FRANCIA – RIGAUD. Chiesa di Sant’Antonio abate e della Trasfigurazione

Place de l’église
https://maps.app.goo.gl/cLMHm8TvuE9i69Lp6

Il comune di Rigaud fin dal 1388 ha seguito con la contea di Nizza le vicende storiche prima della contea e poi del ducato di Savoia; in seguito, dopo il Congresso di Vienna dal 1915, le sorti del Regno di Sardegna, per essere nel 1860 annesso alla Francia.

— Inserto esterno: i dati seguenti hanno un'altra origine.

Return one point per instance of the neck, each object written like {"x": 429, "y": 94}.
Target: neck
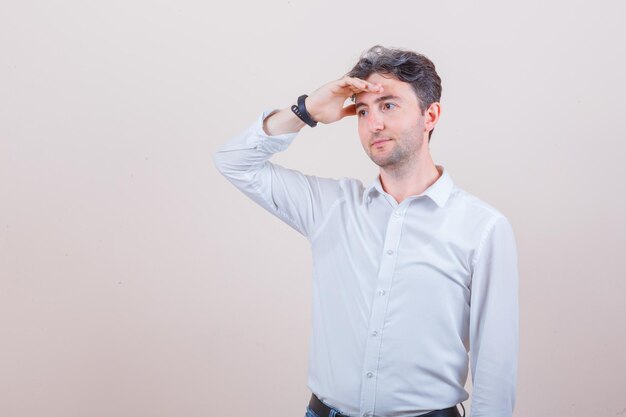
{"x": 405, "y": 181}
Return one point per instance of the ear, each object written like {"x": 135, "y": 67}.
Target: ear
{"x": 431, "y": 116}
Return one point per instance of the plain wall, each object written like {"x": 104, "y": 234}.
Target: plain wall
{"x": 135, "y": 281}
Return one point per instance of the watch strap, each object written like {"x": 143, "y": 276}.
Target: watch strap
{"x": 301, "y": 111}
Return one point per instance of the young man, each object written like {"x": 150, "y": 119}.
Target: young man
{"x": 411, "y": 273}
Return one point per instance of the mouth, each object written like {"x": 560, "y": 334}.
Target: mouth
{"x": 380, "y": 141}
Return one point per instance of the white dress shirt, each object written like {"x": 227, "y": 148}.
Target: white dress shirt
{"x": 401, "y": 292}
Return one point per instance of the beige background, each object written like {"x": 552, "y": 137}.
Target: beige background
{"x": 135, "y": 281}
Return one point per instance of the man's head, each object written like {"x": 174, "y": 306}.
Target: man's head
{"x": 407, "y": 66}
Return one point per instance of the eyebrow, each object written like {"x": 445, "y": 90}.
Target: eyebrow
{"x": 379, "y": 99}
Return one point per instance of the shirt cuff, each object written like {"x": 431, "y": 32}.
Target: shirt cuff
{"x": 269, "y": 143}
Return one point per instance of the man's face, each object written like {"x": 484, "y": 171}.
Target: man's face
{"x": 391, "y": 124}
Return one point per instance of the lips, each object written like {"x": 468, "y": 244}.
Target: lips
{"x": 380, "y": 141}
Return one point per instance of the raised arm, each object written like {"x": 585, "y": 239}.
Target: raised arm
{"x": 299, "y": 200}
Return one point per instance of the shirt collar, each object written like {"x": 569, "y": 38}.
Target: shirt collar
{"x": 439, "y": 191}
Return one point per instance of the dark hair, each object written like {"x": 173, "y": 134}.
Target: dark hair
{"x": 407, "y": 66}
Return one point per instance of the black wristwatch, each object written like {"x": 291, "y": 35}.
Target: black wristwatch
{"x": 300, "y": 111}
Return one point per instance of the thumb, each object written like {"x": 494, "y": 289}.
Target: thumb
{"x": 348, "y": 111}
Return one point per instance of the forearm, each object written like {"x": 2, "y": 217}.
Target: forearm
{"x": 281, "y": 122}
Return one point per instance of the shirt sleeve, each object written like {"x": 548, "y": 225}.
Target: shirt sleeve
{"x": 297, "y": 199}
{"x": 494, "y": 322}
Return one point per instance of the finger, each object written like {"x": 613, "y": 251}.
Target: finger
{"x": 359, "y": 84}
{"x": 348, "y": 111}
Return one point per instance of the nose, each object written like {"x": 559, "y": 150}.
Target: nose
{"x": 375, "y": 122}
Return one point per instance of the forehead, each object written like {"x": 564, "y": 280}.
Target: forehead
{"x": 391, "y": 86}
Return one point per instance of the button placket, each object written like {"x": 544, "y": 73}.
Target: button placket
{"x": 379, "y": 311}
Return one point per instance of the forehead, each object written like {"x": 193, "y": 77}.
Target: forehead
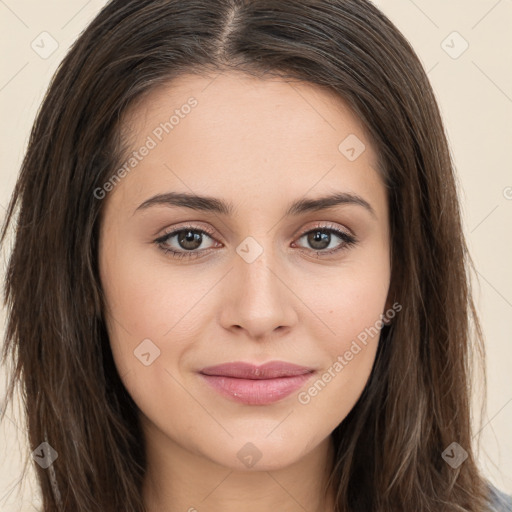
{"x": 262, "y": 135}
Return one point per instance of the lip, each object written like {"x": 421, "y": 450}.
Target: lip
{"x": 256, "y": 385}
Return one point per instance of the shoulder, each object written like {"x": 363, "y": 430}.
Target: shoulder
{"x": 500, "y": 502}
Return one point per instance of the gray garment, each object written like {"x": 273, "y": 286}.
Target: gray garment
{"x": 501, "y": 502}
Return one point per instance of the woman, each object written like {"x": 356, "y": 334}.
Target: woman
{"x": 239, "y": 274}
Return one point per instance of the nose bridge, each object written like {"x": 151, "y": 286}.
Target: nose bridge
{"x": 259, "y": 298}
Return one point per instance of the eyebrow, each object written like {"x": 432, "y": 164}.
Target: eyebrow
{"x": 212, "y": 204}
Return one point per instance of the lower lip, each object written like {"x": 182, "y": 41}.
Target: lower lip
{"x": 256, "y": 392}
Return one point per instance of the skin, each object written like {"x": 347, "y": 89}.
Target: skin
{"x": 259, "y": 145}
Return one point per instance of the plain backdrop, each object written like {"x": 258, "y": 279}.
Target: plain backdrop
{"x": 464, "y": 45}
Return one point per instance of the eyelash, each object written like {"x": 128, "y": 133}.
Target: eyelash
{"x": 348, "y": 241}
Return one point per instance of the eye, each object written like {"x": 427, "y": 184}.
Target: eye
{"x": 188, "y": 239}
{"x": 321, "y": 237}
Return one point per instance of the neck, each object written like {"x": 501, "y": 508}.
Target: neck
{"x": 179, "y": 480}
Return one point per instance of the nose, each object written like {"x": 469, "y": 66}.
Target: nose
{"x": 258, "y": 298}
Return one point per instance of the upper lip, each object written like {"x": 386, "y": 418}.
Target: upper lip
{"x": 270, "y": 370}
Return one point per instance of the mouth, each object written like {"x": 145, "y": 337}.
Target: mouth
{"x": 256, "y": 385}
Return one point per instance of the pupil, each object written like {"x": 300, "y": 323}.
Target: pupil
{"x": 319, "y": 237}
{"x": 190, "y": 238}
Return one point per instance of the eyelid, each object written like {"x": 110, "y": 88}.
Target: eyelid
{"x": 347, "y": 236}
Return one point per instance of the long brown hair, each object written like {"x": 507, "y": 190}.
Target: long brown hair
{"x": 417, "y": 400}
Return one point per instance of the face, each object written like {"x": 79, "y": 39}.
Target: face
{"x": 255, "y": 272}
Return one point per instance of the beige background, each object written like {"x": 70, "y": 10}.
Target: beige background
{"x": 474, "y": 90}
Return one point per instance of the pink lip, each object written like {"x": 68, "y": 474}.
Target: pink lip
{"x": 256, "y": 385}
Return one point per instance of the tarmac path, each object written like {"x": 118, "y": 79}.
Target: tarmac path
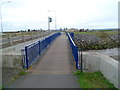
{"x": 54, "y": 69}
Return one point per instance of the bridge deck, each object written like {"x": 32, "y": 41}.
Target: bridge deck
{"x": 54, "y": 69}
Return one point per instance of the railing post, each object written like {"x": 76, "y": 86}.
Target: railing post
{"x": 26, "y": 53}
{"x": 39, "y": 48}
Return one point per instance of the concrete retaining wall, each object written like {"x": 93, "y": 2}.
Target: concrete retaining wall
{"x": 103, "y": 63}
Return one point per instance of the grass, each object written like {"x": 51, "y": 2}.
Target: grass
{"x": 21, "y": 73}
{"x": 93, "y": 80}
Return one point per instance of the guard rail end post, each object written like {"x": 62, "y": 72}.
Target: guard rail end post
{"x": 76, "y": 57}
{"x": 26, "y": 57}
{"x": 39, "y": 48}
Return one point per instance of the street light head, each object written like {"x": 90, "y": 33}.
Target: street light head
{"x": 9, "y": 1}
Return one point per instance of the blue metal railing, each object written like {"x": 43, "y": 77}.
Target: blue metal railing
{"x": 74, "y": 48}
{"x": 32, "y": 52}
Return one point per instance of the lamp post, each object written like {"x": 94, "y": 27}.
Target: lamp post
{"x": 1, "y": 14}
{"x": 55, "y": 18}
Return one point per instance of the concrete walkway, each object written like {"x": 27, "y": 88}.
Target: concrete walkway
{"x": 54, "y": 69}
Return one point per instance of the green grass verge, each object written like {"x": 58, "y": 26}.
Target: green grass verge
{"x": 93, "y": 80}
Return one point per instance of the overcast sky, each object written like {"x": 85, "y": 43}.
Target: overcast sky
{"x": 33, "y": 14}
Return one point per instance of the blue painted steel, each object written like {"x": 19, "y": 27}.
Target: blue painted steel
{"x": 74, "y": 48}
{"x": 31, "y": 52}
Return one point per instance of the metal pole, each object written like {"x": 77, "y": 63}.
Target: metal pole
{"x": 81, "y": 62}
{"x": 48, "y": 24}
{"x": 1, "y": 19}
{"x": 55, "y": 22}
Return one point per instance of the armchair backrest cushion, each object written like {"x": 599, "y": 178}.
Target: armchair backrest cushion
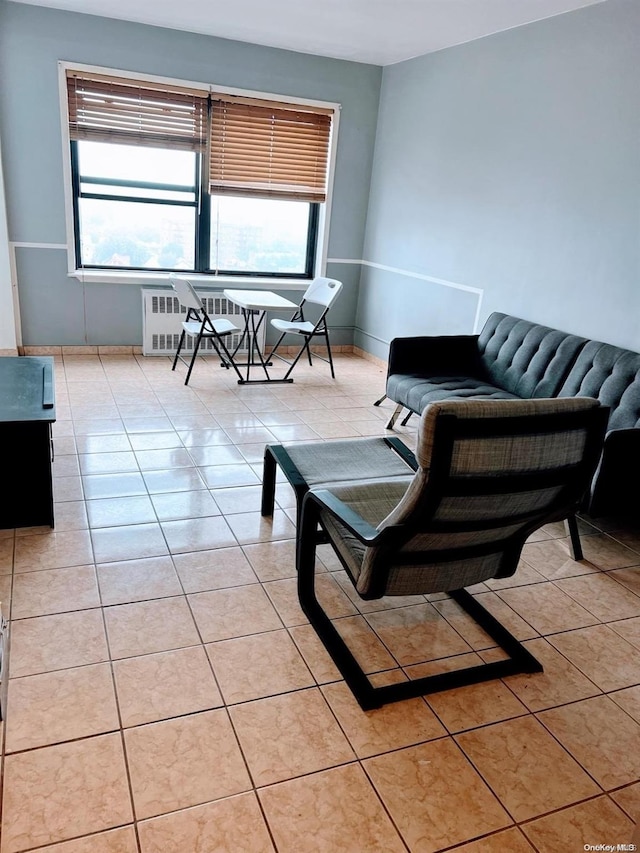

Una prima cappella, dedicata nel 1200 a San Salvatore, fu ampliata e trasformata in chiesa durante il Secondo Impero. Furono poi costruite la sacrestia ed il campanile. La base e il muro sud di piccole dimensioni risalgono al primitivo edificio.
La navata misura 25 x 7 metri e brilla d’oro e stucchi del barocco piemontese.
All’interno della chiesa sono conservate varie opere d’arte.

La statua in legno dorato di sant’Antonio abate del XVI secolo, classificata Monumento Storico, ha perso gli oggetti che aveva nelle mani.

 

La pala dell’altare maggiore, olio su tela di 290 x 190 cm, raffigura: “(Pietà) Vergine col Cristo morto circondati da Sant’Apollonia, Sant’Antonio abate, Santa Maria Maddalena e San Giovanni Evangelista”. Opera di ignoto della seconda metà del XVII secolo.
Sant’Antonio abate è posto a destra al centro della tela, tiene la mano destra sul cuore e la sinistra regge il bastone cui è appeso un campanello.

 

 

La pala della “Vergine del Rosario“ fu dipinta nel 1614 da un certo Vicarius e testimonia un arcaismo ingenuo ereditato dalla tradizione medievale.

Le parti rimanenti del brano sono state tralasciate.